More broadly, the EPA chief is at least tacitly supporting administration proposals that would weaken clean water permits. Clean water permits are supposed to be reviewed every five years, so that pollution limits can be ratcheted down as technology allows or water quality demands. Yet the Trump administration’s infrastructure plan would allow pollution limits in Clean Water Act permits to remain unchanged for up to 15 years at a time and would eliminate the EPA’s ability to stop certain projects that harm wetlands.

And then, of course, there is Pruitt’s plan to dismantle the clean water rule, which restored federal protections for more than half our nation’s streams and thousands of wetlands across the country. These streams help provide drinking water for one in every three Americans. These wetlands help filter pollutants, provide wildlife habitat, and protect communities from flooding.

Yet from his time as Oklahoma’s attorney general, Pruitt has attacked the clean water rule with a vengeance. Despite more than a thousand scientific studies and a million public comments in support of the rule, Pruitt has sought to repeal it, delay it, and even to personally determine which waterways are covered by the Act. His proposal to replace the clean water rule — putting our drinking water at further risk — is expected soon.

Taken in sum, Pruitt’s dirty water rollbacks turn a core mission of the EPA on its head. Instead of protecting our water, Pruitt is systematically weakening the rules that limit pollution.

But there‘s some hope. The public cares deeply about clean water. In fact, a recent poll shows that more Americans are worried about pollution of rivers, lakes and drinking water than any of 80 issues except government corruption and healthcare.
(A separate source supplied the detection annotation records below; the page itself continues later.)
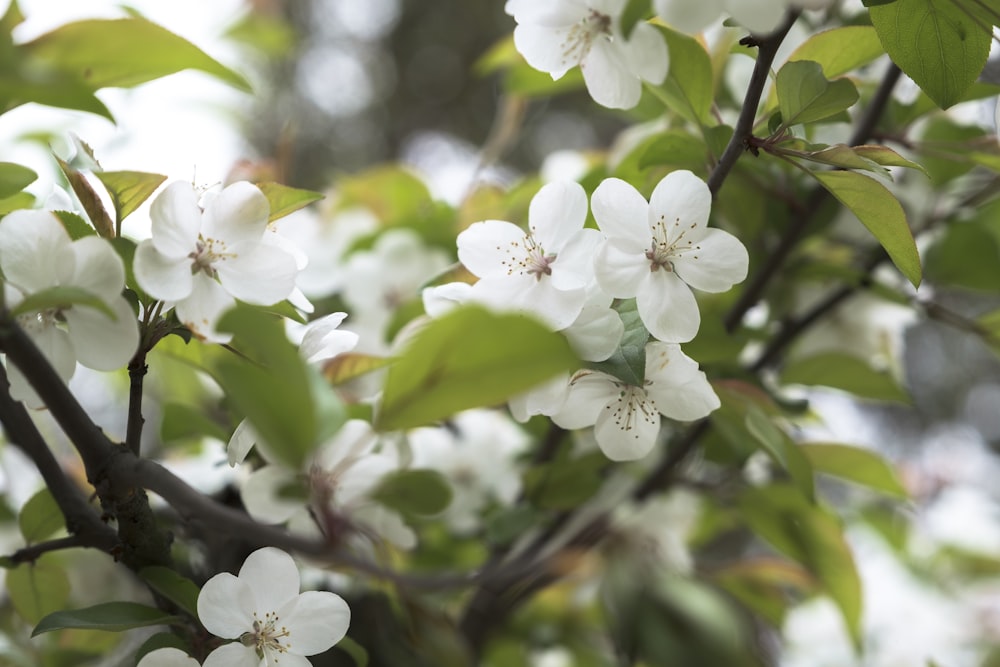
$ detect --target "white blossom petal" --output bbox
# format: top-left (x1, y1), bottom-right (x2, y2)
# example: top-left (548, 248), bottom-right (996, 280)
top-left (0, 210), bottom-right (76, 294)
top-left (201, 181), bottom-right (272, 244)
top-left (673, 229), bottom-right (750, 292)
top-left (63, 297), bottom-right (139, 371)
top-left (132, 239), bottom-right (193, 301)
top-left (149, 181), bottom-right (202, 260)
top-left (278, 587), bottom-right (351, 664)
top-left (528, 181), bottom-right (587, 253)
top-left (212, 240), bottom-right (298, 306)
top-left (590, 178), bottom-right (651, 243)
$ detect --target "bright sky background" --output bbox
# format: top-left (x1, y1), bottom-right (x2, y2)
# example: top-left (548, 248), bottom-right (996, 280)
top-left (0, 0), bottom-right (250, 233)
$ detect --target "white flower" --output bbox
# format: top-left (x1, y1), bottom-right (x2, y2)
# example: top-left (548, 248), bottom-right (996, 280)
top-left (552, 341), bottom-right (720, 461)
top-left (505, 0), bottom-right (669, 109)
top-left (0, 210), bottom-right (139, 407)
top-left (457, 181), bottom-right (600, 330)
top-left (240, 419), bottom-right (416, 549)
top-left (198, 547), bottom-right (351, 667)
top-left (135, 181), bottom-right (298, 342)
top-left (591, 171), bottom-right (749, 343)
top-left (136, 648), bottom-right (199, 667)
top-left (408, 410), bottom-right (529, 533)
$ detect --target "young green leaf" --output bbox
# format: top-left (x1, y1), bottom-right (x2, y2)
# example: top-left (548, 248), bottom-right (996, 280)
top-left (17, 489), bottom-right (66, 544)
top-left (31, 602), bottom-right (181, 637)
top-left (812, 171), bottom-right (921, 287)
top-left (375, 306), bottom-right (580, 431)
top-left (21, 17), bottom-right (250, 92)
top-left (868, 0), bottom-right (992, 109)
top-left (257, 182), bottom-right (325, 222)
top-left (775, 60), bottom-right (858, 127)
top-left (801, 442), bottom-right (909, 499)
top-left (94, 171), bottom-right (167, 235)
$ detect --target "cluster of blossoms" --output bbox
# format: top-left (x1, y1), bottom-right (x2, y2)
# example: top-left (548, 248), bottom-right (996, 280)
top-left (425, 171), bottom-right (749, 460)
top-left (505, 0), bottom-right (833, 109)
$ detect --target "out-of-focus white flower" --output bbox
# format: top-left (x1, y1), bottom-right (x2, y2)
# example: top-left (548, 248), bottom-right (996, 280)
top-left (552, 341), bottom-right (720, 461)
top-left (591, 171), bottom-right (749, 343)
top-left (198, 547), bottom-right (351, 667)
top-left (505, 0), bottom-right (669, 109)
top-left (134, 181), bottom-right (298, 342)
top-left (0, 210), bottom-right (139, 407)
top-left (408, 410), bottom-right (529, 533)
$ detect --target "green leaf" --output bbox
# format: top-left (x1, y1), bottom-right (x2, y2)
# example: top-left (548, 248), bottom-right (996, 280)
top-left (371, 469), bottom-right (452, 516)
top-left (11, 285), bottom-right (115, 320)
top-left (659, 26), bottom-right (714, 125)
top-left (17, 489), bottom-right (66, 544)
top-left (56, 158), bottom-right (115, 239)
top-left (31, 602), bottom-right (181, 637)
top-left (375, 306), bottom-right (580, 431)
top-left (257, 182), bottom-right (326, 222)
top-left (337, 637), bottom-right (368, 667)
top-left (21, 17), bottom-right (251, 92)
top-left (775, 60), bottom-right (858, 127)
top-left (94, 171), bottom-right (167, 235)
top-left (746, 405), bottom-right (816, 500)
top-left (214, 307), bottom-right (318, 470)
top-left (6, 554), bottom-right (69, 624)
top-left (739, 486), bottom-right (861, 646)
top-left (160, 403), bottom-right (229, 442)
top-left (868, 0), bottom-right (991, 109)
top-left (0, 162), bottom-right (38, 198)
top-left (788, 25), bottom-right (885, 79)
top-left (812, 171), bottom-right (921, 287)
top-left (800, 442), bottom-right (908, 499)
top-left (139, 565), bottom-right (201, 618)
top-left (780, 352), bottom-right (909, 403)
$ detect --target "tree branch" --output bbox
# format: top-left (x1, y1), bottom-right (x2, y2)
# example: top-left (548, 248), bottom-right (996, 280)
top-left (708, 10), bottom-right (799, 198)
top-left (723, 63), bottom-right (902, 333)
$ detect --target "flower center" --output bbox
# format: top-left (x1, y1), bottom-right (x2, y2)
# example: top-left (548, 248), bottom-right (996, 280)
top-left (614, 383), bottom-right (660, 439)
top-left (559, 9), bottom-right (611, 65)
top-left (646, 215), bottom-right (701, 272)
top-left (188, 236), bottom-right (227, 278)
top-left (497, 234), bottom-right (557, 280)
top-left (240, 611), bottom-right (292, 659)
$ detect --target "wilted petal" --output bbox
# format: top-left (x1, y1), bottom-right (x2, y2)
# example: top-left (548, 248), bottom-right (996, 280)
top-left (132, 239), bottom-right (192, 301)
top-left (594, 238), bottom-right (650, 299)
top-left (528, 181), bottom-right (587, 253)
top-left (580, 37), bottom-right (642, 109)
top-left (552, 371), bottom-right (620, 429)
top-left (198, 572), bottom-right (256, 639)
top-left (201, 181), bottom-right (270, 244)
top-left (673, 229), bottom-right (750, 292)
top-left (63, 296), bottom-right (139, 371)
top-left (0, 210), bottom-right (75, 294)
top-left (635, 269), bottom-right (701, 343)
top-left (143, 181), bottom-right (201, 260)
top-left (590, 178), bottom-right (652, 244)
top-left (278, 591), bottom-right (351, 664)
top-left (649, 171), bottom-right (712, 244)
top-left (66, 236), bottom-right (125, 303)
top-left (594, 386), bottom-right (660, 461)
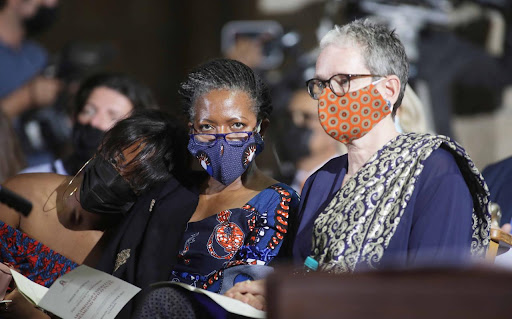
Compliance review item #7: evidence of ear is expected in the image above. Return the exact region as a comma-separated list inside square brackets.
[379, 75, 400, 105]
[260, 119, 270, 137]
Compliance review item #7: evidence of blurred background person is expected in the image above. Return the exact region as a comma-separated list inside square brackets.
[0, 110, 25, 183]
[0, 0, 62, 170]
[277, 88, 346, 193]
[0, 110, 188, 318]
[21, 73, 158, 175]
[0, 0, 60, 118]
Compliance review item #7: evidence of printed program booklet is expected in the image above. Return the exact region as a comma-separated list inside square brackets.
[11, 265, 141, 319]
[11, 265, 266, 319]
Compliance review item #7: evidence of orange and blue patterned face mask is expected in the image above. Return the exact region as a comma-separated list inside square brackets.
[318, 83, 391, 144]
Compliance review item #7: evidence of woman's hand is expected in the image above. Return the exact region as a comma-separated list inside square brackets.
[0, 289, 50, 319]
[224, 279, 267, 311]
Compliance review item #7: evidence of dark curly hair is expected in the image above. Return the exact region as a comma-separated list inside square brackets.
[179, 59, 272, 120]
[98, 110, 189, 194]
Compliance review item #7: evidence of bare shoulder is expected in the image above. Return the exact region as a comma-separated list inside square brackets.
[0, 173, 67, 228]
[253, 170, 279, 191]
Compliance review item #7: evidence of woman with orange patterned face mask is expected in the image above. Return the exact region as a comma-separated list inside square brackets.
[226, 20, 490, 314]
[294, 20, 489, 272]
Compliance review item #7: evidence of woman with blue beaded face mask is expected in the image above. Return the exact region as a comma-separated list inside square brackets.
[171, 59, 298, 292]
[130, 59, 298, 318]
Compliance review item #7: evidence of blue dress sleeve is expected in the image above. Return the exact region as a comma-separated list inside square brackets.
[234, 184, 299, 265]
[402, 149, 473, 264]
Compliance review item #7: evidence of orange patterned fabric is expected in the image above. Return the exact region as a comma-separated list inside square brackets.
[318, 84, 391, 144]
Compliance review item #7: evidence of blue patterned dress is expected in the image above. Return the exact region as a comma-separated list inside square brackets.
[170, 183, 299, 292]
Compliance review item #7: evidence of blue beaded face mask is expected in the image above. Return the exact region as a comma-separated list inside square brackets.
[188, 127, 264, 185]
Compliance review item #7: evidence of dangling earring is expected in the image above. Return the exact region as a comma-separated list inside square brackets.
[386, 100, 394, 112]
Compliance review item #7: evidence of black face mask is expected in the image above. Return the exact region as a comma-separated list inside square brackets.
[80, 156, 136, 214]
[280, 124, 313, 162]
[23, 6, 59, 37]
[71, 123, 104, 161]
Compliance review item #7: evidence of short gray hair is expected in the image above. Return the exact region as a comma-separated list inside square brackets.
[320, 19, 409, 116]
[179, 58, 272, 121]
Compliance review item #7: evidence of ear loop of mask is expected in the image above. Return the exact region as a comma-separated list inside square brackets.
[43, 156, 95, 212]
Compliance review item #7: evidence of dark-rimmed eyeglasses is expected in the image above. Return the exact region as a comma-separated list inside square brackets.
[190, 132, 254, 146]
[306, 73, 384, 100]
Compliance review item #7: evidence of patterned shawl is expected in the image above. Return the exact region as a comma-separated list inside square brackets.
[312, 133, 490, 273]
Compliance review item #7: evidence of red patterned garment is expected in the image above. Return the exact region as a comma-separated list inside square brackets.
[0, 221, 78, 287]
[169, 183, 299, 293]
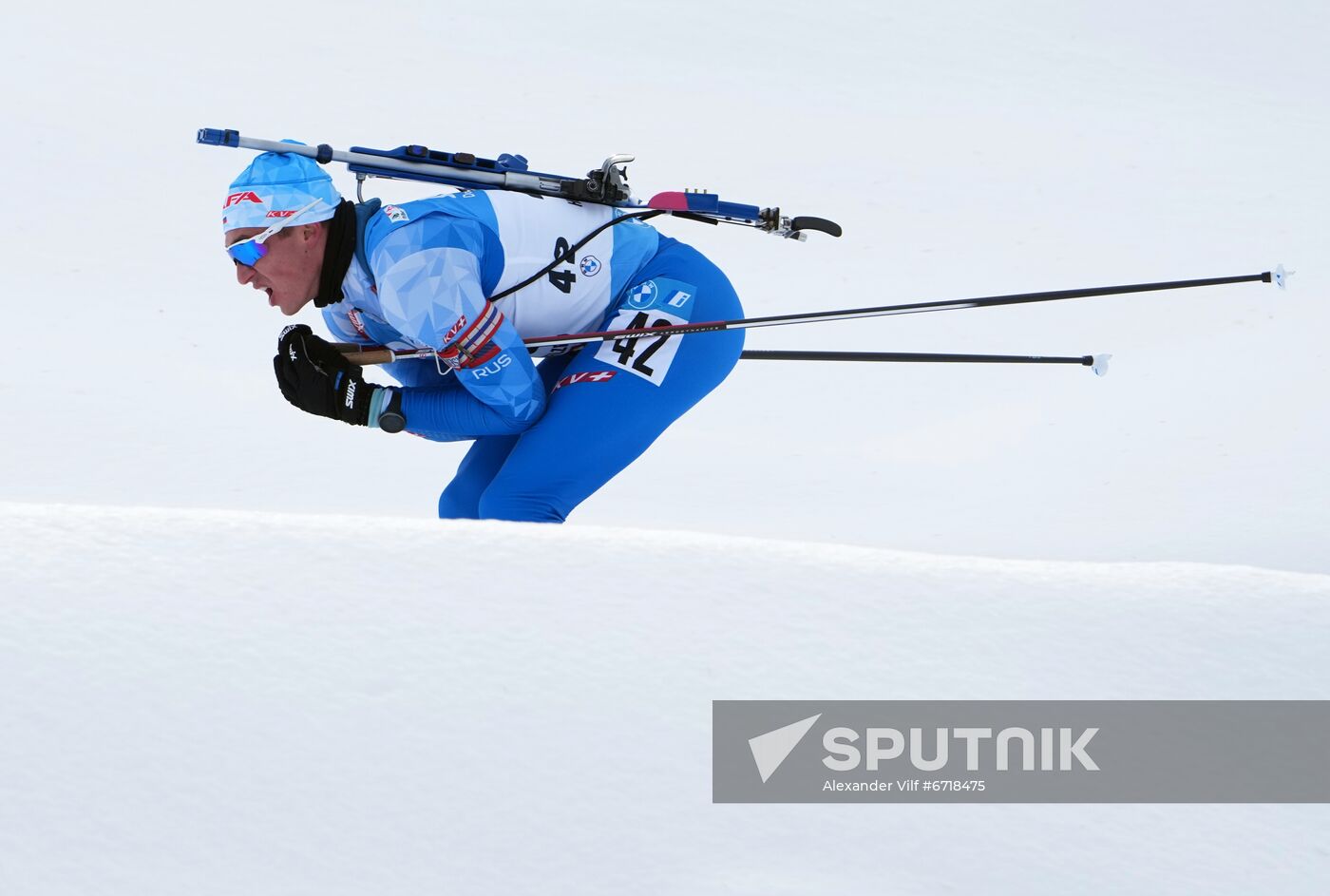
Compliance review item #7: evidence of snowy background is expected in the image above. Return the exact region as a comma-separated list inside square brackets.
[0, 1, 1330, 895]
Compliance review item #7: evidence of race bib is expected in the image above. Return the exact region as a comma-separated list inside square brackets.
[596, 276, 697, 386]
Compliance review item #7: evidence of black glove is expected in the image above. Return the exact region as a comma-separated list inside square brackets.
[273, 323, 376, 427]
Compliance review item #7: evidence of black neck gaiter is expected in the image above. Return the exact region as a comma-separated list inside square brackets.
[314, 200, 355, 309]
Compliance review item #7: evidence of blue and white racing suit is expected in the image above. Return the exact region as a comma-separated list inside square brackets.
[323, 190, 744, 523]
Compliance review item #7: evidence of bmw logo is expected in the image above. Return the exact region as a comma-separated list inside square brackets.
[628, 280, 656, 309]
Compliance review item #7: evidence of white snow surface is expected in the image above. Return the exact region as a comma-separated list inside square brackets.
[0, 504, 1330, 896]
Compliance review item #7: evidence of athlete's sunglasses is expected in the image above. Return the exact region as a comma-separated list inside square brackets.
[226, 200, 323, 267]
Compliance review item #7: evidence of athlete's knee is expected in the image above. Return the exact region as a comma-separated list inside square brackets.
[476, 484, 566, 523]
[439, 481, 480, 520]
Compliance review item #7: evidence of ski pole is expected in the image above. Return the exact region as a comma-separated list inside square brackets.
[340, 264, 1291, 353]
[332, 342, 1112, 376]
[513, 264, 1286, 347]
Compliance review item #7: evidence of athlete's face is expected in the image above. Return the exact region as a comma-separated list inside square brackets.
[226, 223, 327, 316]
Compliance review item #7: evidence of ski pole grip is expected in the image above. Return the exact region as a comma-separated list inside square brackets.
[199, 127, 240, 147]
[790, 216, 841, 237]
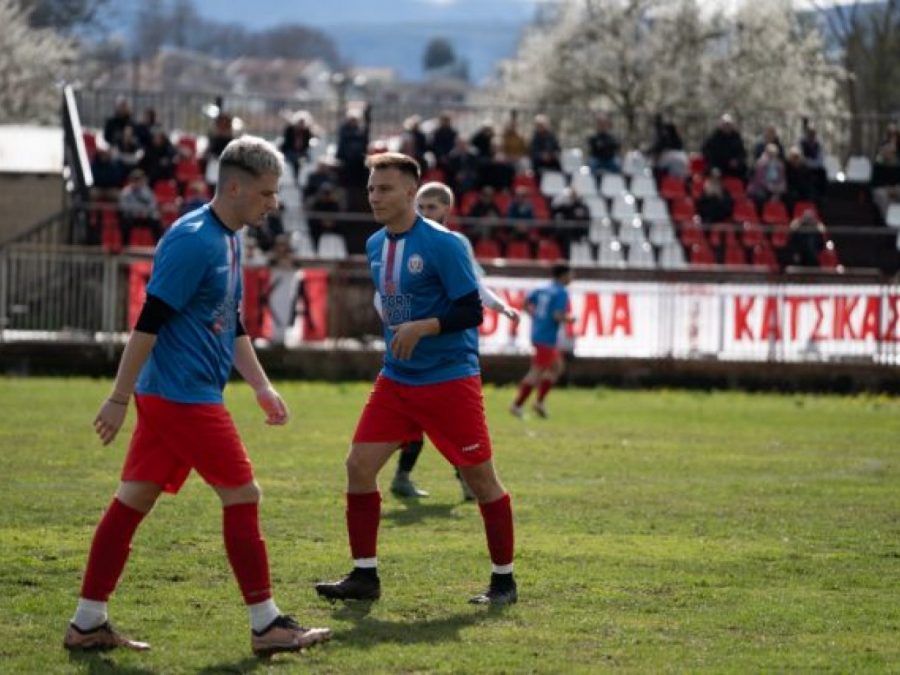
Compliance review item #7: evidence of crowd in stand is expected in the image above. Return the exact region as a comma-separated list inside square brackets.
[81, 99, 900, 270]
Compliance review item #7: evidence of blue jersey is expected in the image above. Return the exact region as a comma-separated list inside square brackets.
[136, 205, 241, 403]
[366, 216, 480, 384]
[525, 281, 569, 347]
The public would be appalled to learn that the chief of the EPA — the agency tasked with protecting our water — is taking a wrecking ball to the Clean Water Act.

So, will Members of Congress take a stand to defend clean water? The answer is unclear.

When Congress passed the omnibus spending bill last month, it rejected an unprecedented “rider” that would have allowed Mr. Pruitt to repeal the clean water rule without regard to any of the federal laws that make agency rulemaking accountable to the public.

Yet this week, legislators are muddying the waters. On Wednesday, the Senate Environment and Public Works Committee will hold a hearing that could legitimize Pruitt’s groundwater loophole. And the Senate might soon vote on its own dirty water proposal — a bill that would exempt ships’ ballast water (which can carry invasive species) from the Clean Water Act.

All Americans deserve clean water. Now is the time for Congress to send a clear, bi-partisan message to Administrator Pruitt: do not mess with the Clean Water Act.